Die Labordiagnose des LGV ist schwierig. Für den Erregernachweis wird heute neben der Kultivierung des Erregers auf Zellkulturen meist die PCR (Polymerase-Kettenreaktion) durchgeführt. Da die Chlamydien-Antikörper gegen die verschiedenen Serotypen kreuzreagierend sind, ist die Zuordnung zum Serotyp L1-3 nicht möglich.
Da Patienten, bei denen der Verdacht auf LGV besteht höchst wahrscheinlich bereits früher eine okulogenitale Infektion mit den Serotypen D-K durchgemacht hatten, ist der Nachweis von Antikörpern meist nicht aussagekräftig.
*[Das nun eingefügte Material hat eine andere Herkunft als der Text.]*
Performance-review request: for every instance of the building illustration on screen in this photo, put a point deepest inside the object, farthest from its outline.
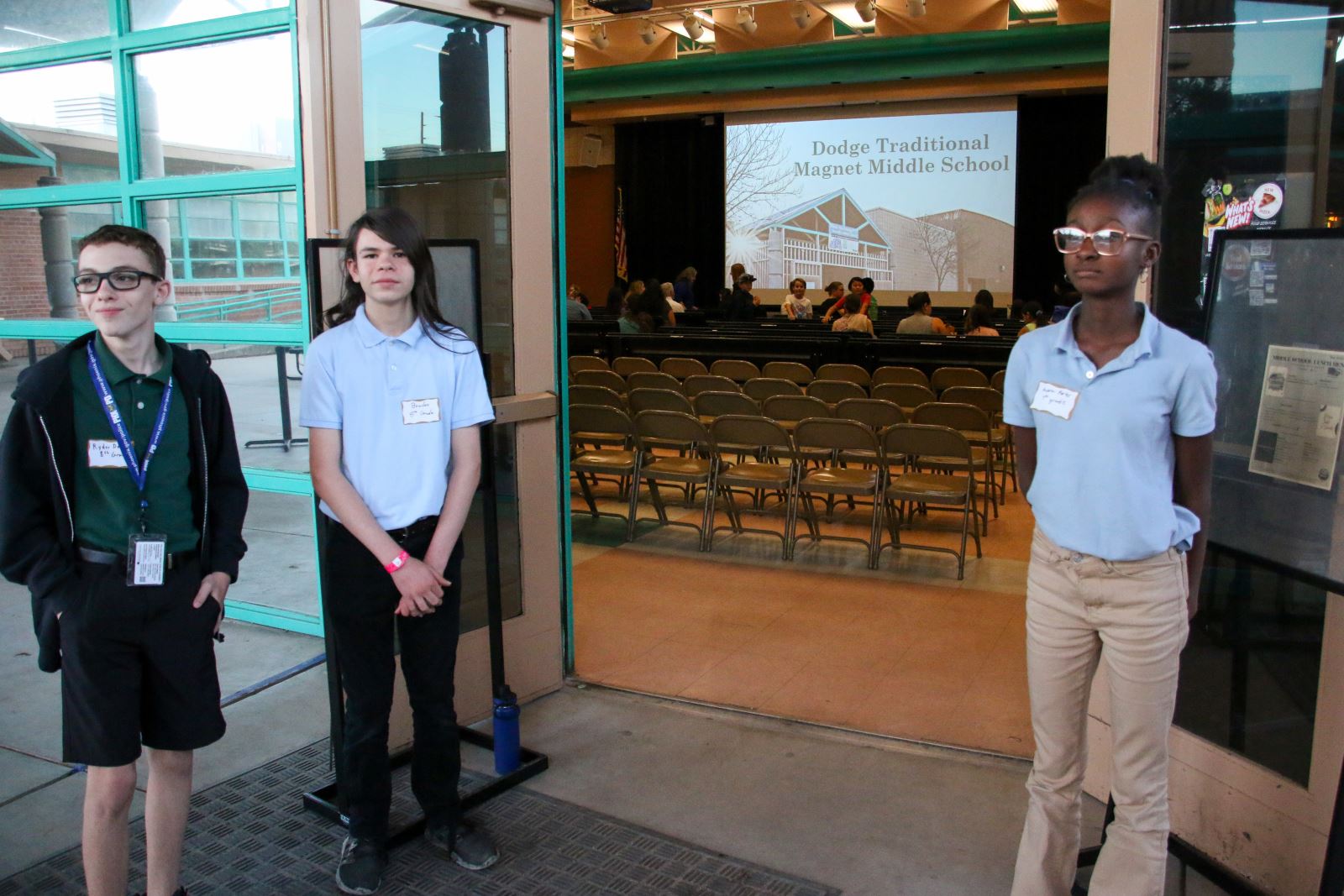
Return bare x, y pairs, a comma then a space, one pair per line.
832, 238
909, 221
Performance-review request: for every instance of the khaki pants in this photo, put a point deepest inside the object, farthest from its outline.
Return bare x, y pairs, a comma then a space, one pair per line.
1132, 616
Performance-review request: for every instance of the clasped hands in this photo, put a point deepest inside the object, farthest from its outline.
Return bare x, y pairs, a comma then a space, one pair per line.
421, 587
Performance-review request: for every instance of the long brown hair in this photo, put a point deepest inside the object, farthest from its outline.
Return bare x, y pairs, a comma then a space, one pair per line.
401, 230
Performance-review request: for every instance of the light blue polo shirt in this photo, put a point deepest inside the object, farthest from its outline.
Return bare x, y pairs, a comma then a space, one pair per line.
396, 401
1104, 476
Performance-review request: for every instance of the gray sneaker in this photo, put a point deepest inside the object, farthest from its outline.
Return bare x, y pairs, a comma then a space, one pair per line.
470, 846
360, 868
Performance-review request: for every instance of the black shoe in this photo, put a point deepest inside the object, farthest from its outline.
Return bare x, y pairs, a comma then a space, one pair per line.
470, 846
362, 864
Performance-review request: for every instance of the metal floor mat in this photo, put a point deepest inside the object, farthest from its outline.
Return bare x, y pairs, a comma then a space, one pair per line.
250, 836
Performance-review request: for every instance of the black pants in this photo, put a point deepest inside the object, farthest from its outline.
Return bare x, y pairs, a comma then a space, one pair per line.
362, 597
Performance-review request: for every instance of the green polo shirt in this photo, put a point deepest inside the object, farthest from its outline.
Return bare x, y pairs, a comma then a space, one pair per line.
107, 500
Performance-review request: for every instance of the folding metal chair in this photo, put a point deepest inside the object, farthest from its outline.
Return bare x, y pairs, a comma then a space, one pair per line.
586, 363
831, 479
835, 391
736, 371
628, 364
622, 463
900, 375
652, 427
907, 396
757, 470
949, 376
652, 379
682, 367
846, 372
800, 374
698, 383
974, 423
609, 379
913, 441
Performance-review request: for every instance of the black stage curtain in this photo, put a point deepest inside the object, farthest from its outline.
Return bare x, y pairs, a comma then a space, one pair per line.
1059, 141
671, 174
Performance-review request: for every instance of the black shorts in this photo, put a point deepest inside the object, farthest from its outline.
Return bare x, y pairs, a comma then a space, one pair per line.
138, 667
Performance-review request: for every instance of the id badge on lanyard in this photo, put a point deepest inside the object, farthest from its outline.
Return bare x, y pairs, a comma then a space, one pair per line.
147, 553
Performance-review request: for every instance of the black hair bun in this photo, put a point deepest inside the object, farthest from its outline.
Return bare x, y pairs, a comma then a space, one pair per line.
1137, 172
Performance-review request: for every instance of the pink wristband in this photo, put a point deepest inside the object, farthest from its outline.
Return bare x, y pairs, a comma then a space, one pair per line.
398, 562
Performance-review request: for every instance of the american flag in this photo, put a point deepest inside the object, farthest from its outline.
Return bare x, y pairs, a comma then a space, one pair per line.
622, 261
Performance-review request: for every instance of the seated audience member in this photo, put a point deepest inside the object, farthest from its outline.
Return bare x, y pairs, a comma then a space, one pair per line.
979, 320
636, 317
656, 305
685, 288
1032, 317
835, 296
669, 297
921, 320
743, 304
577, 311
796, 305
616, 297
851, 320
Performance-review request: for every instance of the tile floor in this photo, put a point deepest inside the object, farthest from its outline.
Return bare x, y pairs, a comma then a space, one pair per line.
905, 651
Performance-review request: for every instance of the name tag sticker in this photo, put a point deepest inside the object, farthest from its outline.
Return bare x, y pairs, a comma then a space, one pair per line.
420, 410
105, 453
1054, 399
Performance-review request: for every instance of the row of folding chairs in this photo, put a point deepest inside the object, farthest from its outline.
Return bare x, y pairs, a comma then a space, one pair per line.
820, 398
898, 469
741, 371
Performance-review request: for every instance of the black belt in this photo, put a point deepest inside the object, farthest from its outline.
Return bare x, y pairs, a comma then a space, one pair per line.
418, 527
112, 558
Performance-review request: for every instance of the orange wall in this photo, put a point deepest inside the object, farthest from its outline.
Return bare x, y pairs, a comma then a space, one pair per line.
589, 228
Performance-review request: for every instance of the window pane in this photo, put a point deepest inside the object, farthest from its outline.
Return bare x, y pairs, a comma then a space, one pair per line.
154, 13
280, 569
233, 238
252, 376
223, 107
436, 139
58, 125
42, 23
39, 259
444, 160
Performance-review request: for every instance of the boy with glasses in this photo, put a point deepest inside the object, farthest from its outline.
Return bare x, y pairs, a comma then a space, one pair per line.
123, 512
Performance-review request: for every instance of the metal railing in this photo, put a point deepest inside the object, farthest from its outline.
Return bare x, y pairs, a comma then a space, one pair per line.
280, 305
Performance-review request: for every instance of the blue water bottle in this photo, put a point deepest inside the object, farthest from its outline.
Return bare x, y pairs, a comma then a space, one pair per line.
506, 734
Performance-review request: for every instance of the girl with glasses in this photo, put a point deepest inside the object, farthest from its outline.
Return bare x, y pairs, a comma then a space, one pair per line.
1116, 411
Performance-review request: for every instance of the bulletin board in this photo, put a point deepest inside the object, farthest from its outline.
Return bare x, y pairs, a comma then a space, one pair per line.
1276, 327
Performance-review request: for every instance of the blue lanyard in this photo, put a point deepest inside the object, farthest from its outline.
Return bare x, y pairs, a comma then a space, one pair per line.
140, 473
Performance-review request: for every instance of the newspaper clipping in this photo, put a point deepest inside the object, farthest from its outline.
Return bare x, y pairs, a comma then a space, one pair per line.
1297, 430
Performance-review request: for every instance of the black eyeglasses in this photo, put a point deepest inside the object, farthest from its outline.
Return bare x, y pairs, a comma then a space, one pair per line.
120, 280
1109, 241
Mittel der Wahl zur Behandlung des LGV ist Doxycyclin (2x100 mg) mit einer 3-wöchigen Behandlungsdauer. Alternativ kann Erythomycin (4x500mg) oder Azithromycin über 3 Wochen verabreicht werden. Wichtig ist die Mitbehandlung des oder der Sexualpartner während der letzten 30 Tage.
Nach dem Infektionsschutzgesetz (IfSG) besteht für Lymphgranuloma venereum zwar keine Meldepflicht für eine sporadische Erkrankung, jedoch muss beim Auftreten von zwei oder mehr Infektionen, bei denen ein epidemischer Zusammenhang wahrscheinlich ist oder vermutet wird, nach §6, Abs. 5b, eine Meldung an das Gesundheitsamt erfolgen.
Da das Wiederauftreten von LGV in mehreren Städten auf eine ununterbrochene Infektionskette hinweist, sollte auf jeden Fall eine Meldung an das Gesundheitsamt erfolgen.
Letzte Aktualisierung am 20.09.2019.